Já fui daquele partido

Na sala de reuniões de um hotel em Lisboa, Ana Drago, então dirigente do BE, defendia com unhas e dentes uma aliança do BE com o Livre e com o 3D, de Carvalho da Silva, para as Europeias de 25 de Maio do ano passado. A Mesa Nacional estava dividida em véspera de eleições: metade…

Já fui daquele partido

Naquela tarde de domingo, Drago insistiu e afastou comparações: “Eu não sou a Joana Amaral Dias. Não vou cair no colo do PS”. O BE foi sozinho a eleições e saiu derrotado. Na ressaca da derrota, Ana Drago bateu com a porta. Hoje, é um dos rostos do Tempo de Avançar, uma plataforma eleitoral que junta Livre, Fórum Manifesto, Renovação Comunista e MIC- Porto para viabilizar um futuro governo do PS.

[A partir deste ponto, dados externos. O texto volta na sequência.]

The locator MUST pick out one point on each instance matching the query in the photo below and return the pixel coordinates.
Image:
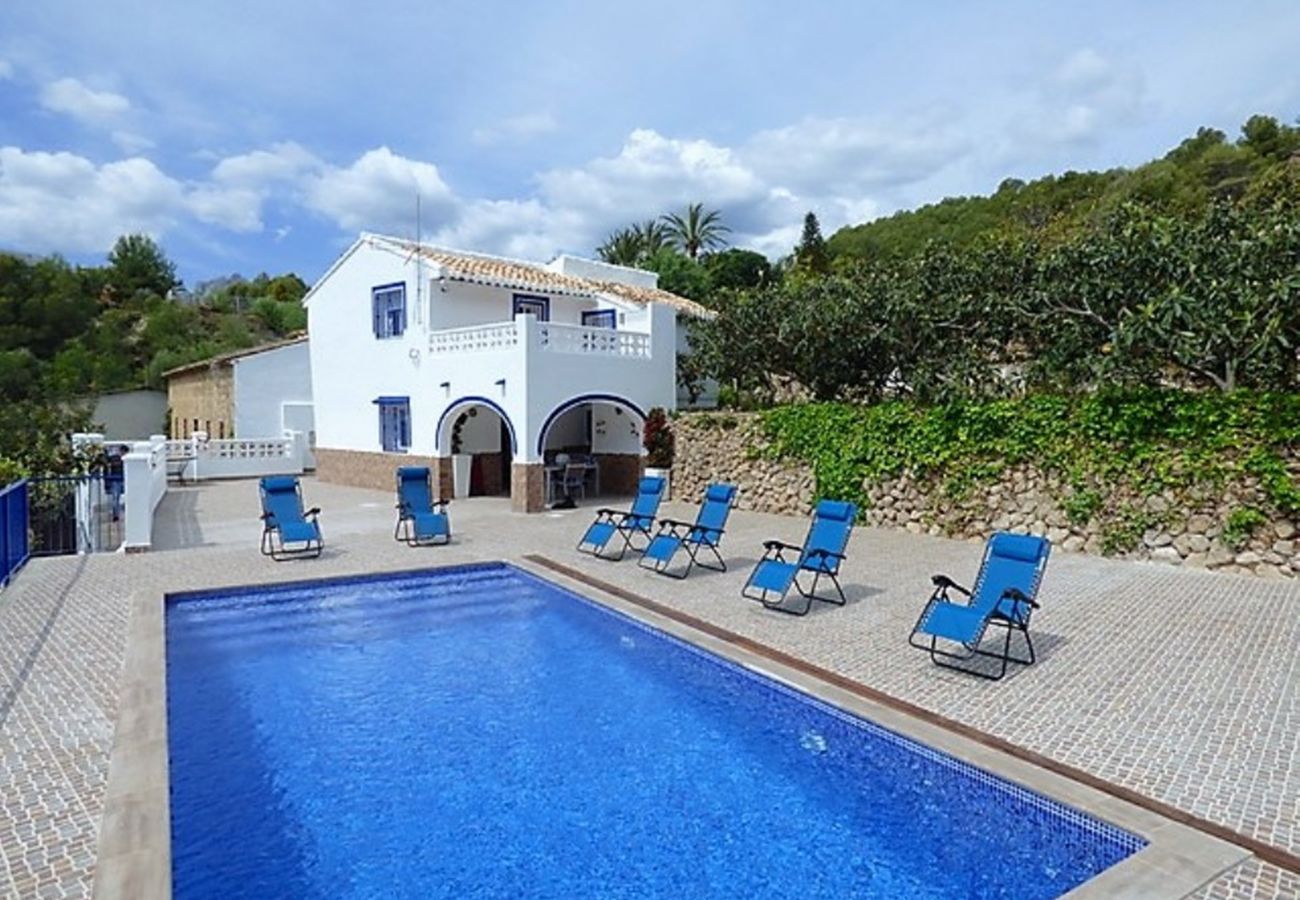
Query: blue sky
(250, 135)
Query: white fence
(198, 458)
(143, 485)
(597, 341)
(551, 337)
(498, 336)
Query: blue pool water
(480, 732)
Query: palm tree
(654, 236)
(697, 230)
(622, 247)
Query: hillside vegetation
(1184, 181)
(68, 333)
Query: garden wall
(1188, 527)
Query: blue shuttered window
(388, 310)
(394, 423)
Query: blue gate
(13, 529)
(74, 514)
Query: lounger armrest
(823, 554)
(945, 583)
(1018, 596)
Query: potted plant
(658, 442)
(462, 463)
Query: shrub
(1240, 524)
(658, 440)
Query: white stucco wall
(351, 367)
(264, 384)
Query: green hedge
(1148, 440)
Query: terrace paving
(1182, 686)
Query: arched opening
(592, 445)
(477, 438)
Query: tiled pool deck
(1182, 686)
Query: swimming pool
(479, 731)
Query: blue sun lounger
(820, 554)
(703, 535)
(421, 520)
(618, 526)
(1004, 596)
(284, 520)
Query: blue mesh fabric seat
(705, 533)
(820, 555)
(286, 529)
(421, 519)
(1004, 596)
(619, 528)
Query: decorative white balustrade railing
(198, 457)
(551, 337)
(498, 336)
(596, 341)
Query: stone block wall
(369, 470)
(620, 472)
(1179, 528)
(723, 448)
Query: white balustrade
(498, 336)
(594, 341)
(551, 337)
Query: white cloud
(378, 191)
(1083, 98)
(73, 98)
(516, 129)
(850, 156)
(129, 142)
(65, 203)
(234, 208)
(260, 168)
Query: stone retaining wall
(1179, 528)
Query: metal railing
(74, 514)
(13, 529)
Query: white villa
(492, 366)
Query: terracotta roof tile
(502, 272)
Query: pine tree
(810, 252)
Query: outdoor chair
(573, 477)
(284, 523)
(1004, 596)
(421, 520)
(820, 555)
(703, 535)
(615, 526)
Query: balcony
(545, 337)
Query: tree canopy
(73, 332)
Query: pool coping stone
(135, 840)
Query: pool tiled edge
(135, 835)
(1177, 861)
(134, 844)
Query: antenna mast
(419, 264)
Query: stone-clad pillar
(527, 488)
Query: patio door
(599, 319)
(537, 306)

Nos últimos anos, a flutuação de militantes com maior ou menor peso institucional, com mais ou menos notoriedade, aumenta a olhos vistos. Alfredo Barroso, fundador do PS, é o mais recente e mediático caso. Aos 70 anos, entrega o cartão de militante socialista por se sentir envergonhado com o líder do seu partido. Não perdoa a “vassalagem” de Costa ao investimento chinês em Portugal nos últimos quatro anos. Afastou a adesão a outro partido mas garantiu que nas eleições de Outono próximo vai apoiar e votar BE para “[tentar] contrariar o oportunismo daqueles que se tornaram dissidentes do BE e se aproximaram do PS de António Costa à espera de um 'lugarzinho' na mesa do orçamento, ou seja, na distribuição de cargos num futuro governo”, escreveu no jornal i.

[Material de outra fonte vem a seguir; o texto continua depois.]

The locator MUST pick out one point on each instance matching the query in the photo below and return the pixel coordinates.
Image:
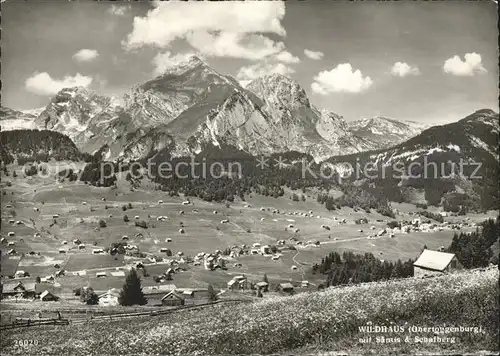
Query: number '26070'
(27, 343)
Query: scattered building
(172, 299)
(434, 263)
(110, 298)
(286, 288)
(47, 296)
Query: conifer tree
(131, 293)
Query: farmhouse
(238, 282)
(172, 299)
(118, 273)
(265, 250)
(286, 288)
(21, 274)
(435, 263)
(46, 296)
(263, 286)
(110, 298)
(19, 290)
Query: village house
(263, 286)
(435, 263)
(47, 296)
(109, 298)
(172, 299)
(265, 250)
(286, 288)
(193, 296)
(238, 282)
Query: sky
(431, 62)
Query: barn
(435, 263)
(172, 299)
(46, 296)
(110, 298)
(286, 288)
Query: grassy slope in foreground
(319, 321)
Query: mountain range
(191, 106)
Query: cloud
(223, 29)
(472, 65)
(402, 69)
(118, 10)
(287, 57)
(85, 55)
(235, 45)
(342, 78)
(316, 55)
(254, 71)
(44, 84)
(163, 61)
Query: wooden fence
(28, 323)
(21, 323)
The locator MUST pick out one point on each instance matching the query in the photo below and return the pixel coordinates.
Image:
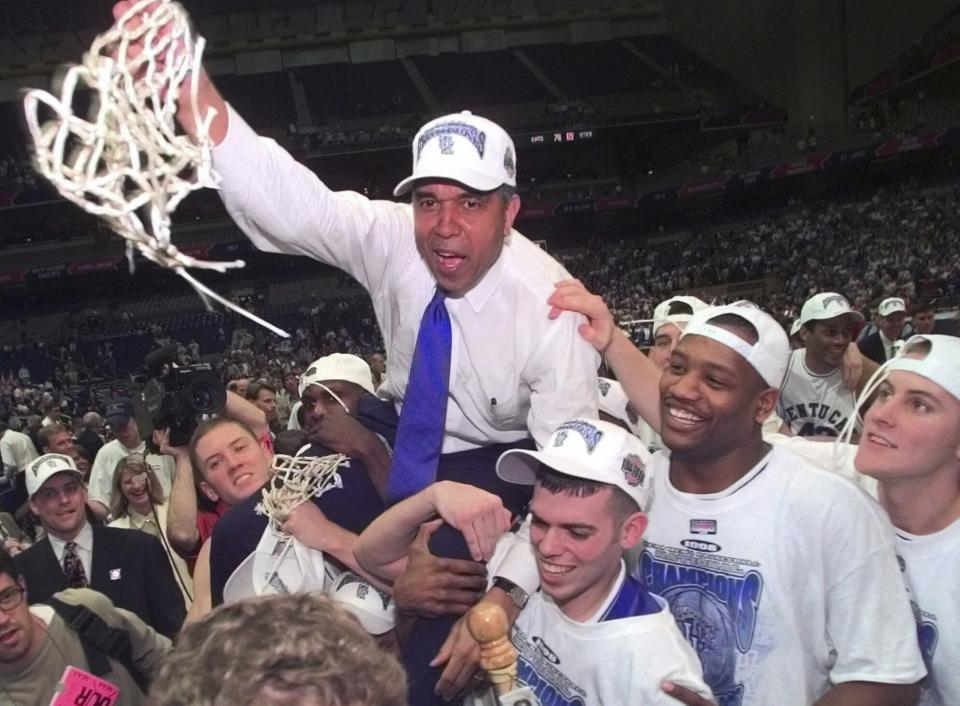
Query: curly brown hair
(290, 649)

Barroso, que já foi deputado, secretário de Estado e chefe de gabinete de Mário Soares em Belém, dá por terminada a sua carreira política aos 70 anos. Rui Tavares e Ana Drago, a que se junta Daniel Oliveira, ex-PCP e também ex-bloquista, estão a meio de um percurso que um dia os poderá levar a funções num governo. Bateram com a porta no partido onde iniciaram a actividade política ou ganharam projecção e mudaram-se para outro lado da barricada com munições muitas vezes apontadas a ex-companheiros de luta. Louçã, fundador do BE, acusou recentemente o toque, ao afirmar que a Tempo de Avançar “não tem nenhum espaço político”. E lançou a farpa: “No dia em que se perguntar se se quer votar em Rui Tavares para ser secretário de Estado dos Assuntos Europeus, as pessoas votarão em António Costa para fazer esse governo”.

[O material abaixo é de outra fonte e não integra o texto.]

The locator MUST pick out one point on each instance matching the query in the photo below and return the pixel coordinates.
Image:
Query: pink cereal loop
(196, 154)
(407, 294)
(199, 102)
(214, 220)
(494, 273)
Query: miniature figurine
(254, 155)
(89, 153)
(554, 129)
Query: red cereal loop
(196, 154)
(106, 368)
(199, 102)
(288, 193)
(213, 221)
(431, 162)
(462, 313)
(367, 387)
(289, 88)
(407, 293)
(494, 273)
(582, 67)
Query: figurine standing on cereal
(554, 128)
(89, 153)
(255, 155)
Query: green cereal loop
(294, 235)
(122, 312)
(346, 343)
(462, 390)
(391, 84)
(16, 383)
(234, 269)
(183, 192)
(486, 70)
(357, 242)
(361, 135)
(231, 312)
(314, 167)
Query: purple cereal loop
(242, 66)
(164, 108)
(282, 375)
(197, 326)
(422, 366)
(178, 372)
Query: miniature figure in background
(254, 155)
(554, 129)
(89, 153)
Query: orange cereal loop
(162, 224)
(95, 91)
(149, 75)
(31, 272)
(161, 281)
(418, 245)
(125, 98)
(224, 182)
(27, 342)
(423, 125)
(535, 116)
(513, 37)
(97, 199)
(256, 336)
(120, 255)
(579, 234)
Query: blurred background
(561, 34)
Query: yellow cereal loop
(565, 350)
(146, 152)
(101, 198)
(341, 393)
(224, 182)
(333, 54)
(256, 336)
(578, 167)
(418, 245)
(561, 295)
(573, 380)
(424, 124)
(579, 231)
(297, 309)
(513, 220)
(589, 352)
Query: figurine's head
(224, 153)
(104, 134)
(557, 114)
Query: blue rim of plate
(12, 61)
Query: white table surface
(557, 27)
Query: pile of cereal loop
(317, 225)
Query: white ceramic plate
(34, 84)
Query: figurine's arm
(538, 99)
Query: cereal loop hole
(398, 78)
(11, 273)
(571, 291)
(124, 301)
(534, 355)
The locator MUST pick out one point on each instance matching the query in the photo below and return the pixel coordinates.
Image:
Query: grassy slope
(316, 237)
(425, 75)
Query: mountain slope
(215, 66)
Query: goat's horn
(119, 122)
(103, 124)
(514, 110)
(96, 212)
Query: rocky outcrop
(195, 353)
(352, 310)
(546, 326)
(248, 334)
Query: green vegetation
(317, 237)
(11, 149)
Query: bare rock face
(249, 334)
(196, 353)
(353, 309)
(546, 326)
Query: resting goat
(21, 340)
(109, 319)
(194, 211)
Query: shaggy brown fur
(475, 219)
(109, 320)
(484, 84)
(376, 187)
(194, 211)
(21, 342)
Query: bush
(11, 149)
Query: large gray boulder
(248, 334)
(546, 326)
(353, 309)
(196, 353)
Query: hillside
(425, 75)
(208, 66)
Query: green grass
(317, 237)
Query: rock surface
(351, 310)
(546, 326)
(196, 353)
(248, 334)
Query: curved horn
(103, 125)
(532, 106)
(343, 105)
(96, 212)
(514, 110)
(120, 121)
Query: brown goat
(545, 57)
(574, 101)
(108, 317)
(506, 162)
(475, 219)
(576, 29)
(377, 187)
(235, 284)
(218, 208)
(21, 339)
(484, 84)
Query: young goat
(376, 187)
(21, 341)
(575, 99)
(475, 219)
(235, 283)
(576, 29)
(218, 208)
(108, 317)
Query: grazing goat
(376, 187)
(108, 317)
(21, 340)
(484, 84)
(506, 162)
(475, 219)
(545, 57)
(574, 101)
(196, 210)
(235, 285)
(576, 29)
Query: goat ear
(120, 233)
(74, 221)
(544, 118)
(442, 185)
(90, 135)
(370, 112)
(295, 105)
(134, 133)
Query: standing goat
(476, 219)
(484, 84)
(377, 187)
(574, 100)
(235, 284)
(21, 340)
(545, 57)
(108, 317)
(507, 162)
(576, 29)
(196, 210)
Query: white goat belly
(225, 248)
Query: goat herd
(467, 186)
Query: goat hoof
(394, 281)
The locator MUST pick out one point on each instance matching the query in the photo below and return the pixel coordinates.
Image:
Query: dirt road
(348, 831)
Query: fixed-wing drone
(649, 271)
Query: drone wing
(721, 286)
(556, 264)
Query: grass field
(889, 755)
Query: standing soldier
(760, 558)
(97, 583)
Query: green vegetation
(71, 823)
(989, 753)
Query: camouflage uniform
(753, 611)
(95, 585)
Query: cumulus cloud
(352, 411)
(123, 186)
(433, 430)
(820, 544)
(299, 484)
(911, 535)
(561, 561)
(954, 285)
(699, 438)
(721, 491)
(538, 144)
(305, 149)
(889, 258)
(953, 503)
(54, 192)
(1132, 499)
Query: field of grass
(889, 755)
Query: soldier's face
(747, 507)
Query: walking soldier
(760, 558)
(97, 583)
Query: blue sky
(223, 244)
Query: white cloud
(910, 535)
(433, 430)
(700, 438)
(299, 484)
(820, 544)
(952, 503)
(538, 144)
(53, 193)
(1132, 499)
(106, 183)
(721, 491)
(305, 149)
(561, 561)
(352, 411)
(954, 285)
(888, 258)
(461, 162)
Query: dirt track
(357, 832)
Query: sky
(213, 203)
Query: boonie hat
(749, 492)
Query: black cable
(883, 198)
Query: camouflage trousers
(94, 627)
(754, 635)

Com a consolidação da democracia, “é normal que haja um realinhamento político”, nota António Costa Pinto, e com isso “naturais flutuações políticas e ideológicas”, acrescenta o professor universitário. Joana Amaral Dias é outra das ex-dirigentes do BE que tenta o seu percurso fora do partido que lançou a psicóloga na política. Bateu com a porta no ano passado, no início de Maio, e deixou uma carta onde justificava a demissão com a liberdade para actuar e a discordância com a ausência de uma política de alianças no BE. Dois dias depois da demissão, apareceu ao lado de António José Seguro na Convenção Novo Rumo. A ligação ao PS já vinha de trás: em 2006 foi mandatária da candidatura de Mário Soares a Belém – Louçã era o candidato do BE – e em 2009 foi convidada pelo staff de Sócrates para integrar as listas do PS às Legislativas desse ano.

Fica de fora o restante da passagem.